In the News
Jack Fitzpatrick - Civil-rights advocates are selling a bill amending the Voting Rights Act as a wholly bipartisan fix and saying it will pass this year, despite the partisan divide over voter-ID laws and other voting-rights issues.
"It will pass this Congress," said Scott Simpson, spokesman for the Leadership Conference on Civil and Human Rights, which has advocated for an update to the law. "If anything can pass this Congress, it's this."
The bill would revive a portion of the Voting Rights Act that gives the Justice Department final say on all changes to elections—from voter-ID laws to polling place relocations—in states with a history of discrimination.
The provision, known as the "preclearance" requirement, was included in the Voting Rights Act in 1965, but the Supreme Court in June 2013 struck down its outdated method of choosing which states would be placed under that requirement. Rather than choosing states based on discrimination in the 1960s, the new formula would be based on voting-rights restrictions in the last 15 years, and would be updated after every election.
The bill's backers have made a concerted effort to present it as a bipartisan solution. Reps. Scott Peters, D-Calif., and Chris Gibson, R-N.Y., paired up to become cosponsors on Feb. 6. Other cosponsors include the House's most conservative and liberal lawmakers, according to National Journal's 2013 rankings: Reps. Steve Chabot of Ohio and Mike Honda of California, respectively.
The efforts to make the bill transparently bipartisan may be necessary, considering the bitter divide over the preclearance requirement and voter-ID laws. The preclearance requirement applied largely to conservative states—13 of the 15 states affected had Republican governors at the time of the Supreme Court ruling. And Democrats have argued that ID requirements are meant to suppress the vote of minorities, the poor, and the elderly.
Attorney General Eric Holder said in a January interview with MSNBC that many states' voter-ID requirements are passed by Republicans "for partisan advantage."
Reactions to the new preclearance formula have varied widely. Holder said he did not think the bill went far enough, and was concerned that Justice Department objections to voter-ID laws would not count as violations against states.

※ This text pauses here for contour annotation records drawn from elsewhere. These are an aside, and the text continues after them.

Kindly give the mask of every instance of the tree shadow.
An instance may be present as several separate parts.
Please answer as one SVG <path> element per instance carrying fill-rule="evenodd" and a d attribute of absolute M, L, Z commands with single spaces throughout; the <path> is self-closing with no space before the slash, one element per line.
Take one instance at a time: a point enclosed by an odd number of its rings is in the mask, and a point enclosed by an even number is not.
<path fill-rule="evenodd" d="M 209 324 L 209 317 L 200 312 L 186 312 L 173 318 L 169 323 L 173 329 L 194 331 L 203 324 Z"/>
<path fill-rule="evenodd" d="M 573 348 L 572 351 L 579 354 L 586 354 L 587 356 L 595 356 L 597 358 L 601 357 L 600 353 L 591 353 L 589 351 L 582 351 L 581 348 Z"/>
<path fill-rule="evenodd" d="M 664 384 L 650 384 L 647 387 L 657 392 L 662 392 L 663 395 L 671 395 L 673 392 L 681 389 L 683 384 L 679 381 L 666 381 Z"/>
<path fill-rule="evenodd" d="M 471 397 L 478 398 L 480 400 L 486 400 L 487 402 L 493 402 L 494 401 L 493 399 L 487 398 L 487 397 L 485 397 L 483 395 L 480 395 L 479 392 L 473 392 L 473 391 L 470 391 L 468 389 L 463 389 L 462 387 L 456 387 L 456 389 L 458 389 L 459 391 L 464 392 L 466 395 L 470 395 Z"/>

Some conservatives, meanwhile, think the bill goes too far, despite the concessions made by civil-rights activists. Heritage Foundation senior legal fellow Hans von Spakovsky, a former Justice Department counsel under George W. Bush, said the preclearance requirement should be done away with entirely because the standards for discrimination have changed so drastically since the 1960s.
"I think it's great it's fewer states," von Spakovsky said, "but it shouldn't be any."
But the bill's sponsors have attempted to thread the needle between those who support the preclearance requirement and those who don't by allowing states to be added or removed from the requirement, said Deborah Vagins, senior legislative counsel for the ACLU. That way, those who want to get their state out of the requirement can do so, and states with records of discrimination will be covered.
Both sides will have to cede a few points, Vagins said. The ACLU would rather see more states under the preclearance requirement—to start, only Georgia, Louisiana, Mississippi, and Texas would be affected—but four states is better than none, she said. And another four—New York, North Carolina, South Carolina, and Virginia—would each be only one violation away.
They also like that the bill includes a provision requiring all 50 states to notify the public of any election changes, even if they don't have to pass them through the Justice Department for approval, Vagins said.
And although the bill has no Republican sponsors from states that would be put under the preclearance requirement, the Leadership Conference does not expect much opposition from those states, Simpson said. Because states can more easily work their way out of the preclearance requirement, it doesn't even need to be thought of as a bad thing, he said.
"That's an outmoded way of thinking," Simpson said. "It's old VRA."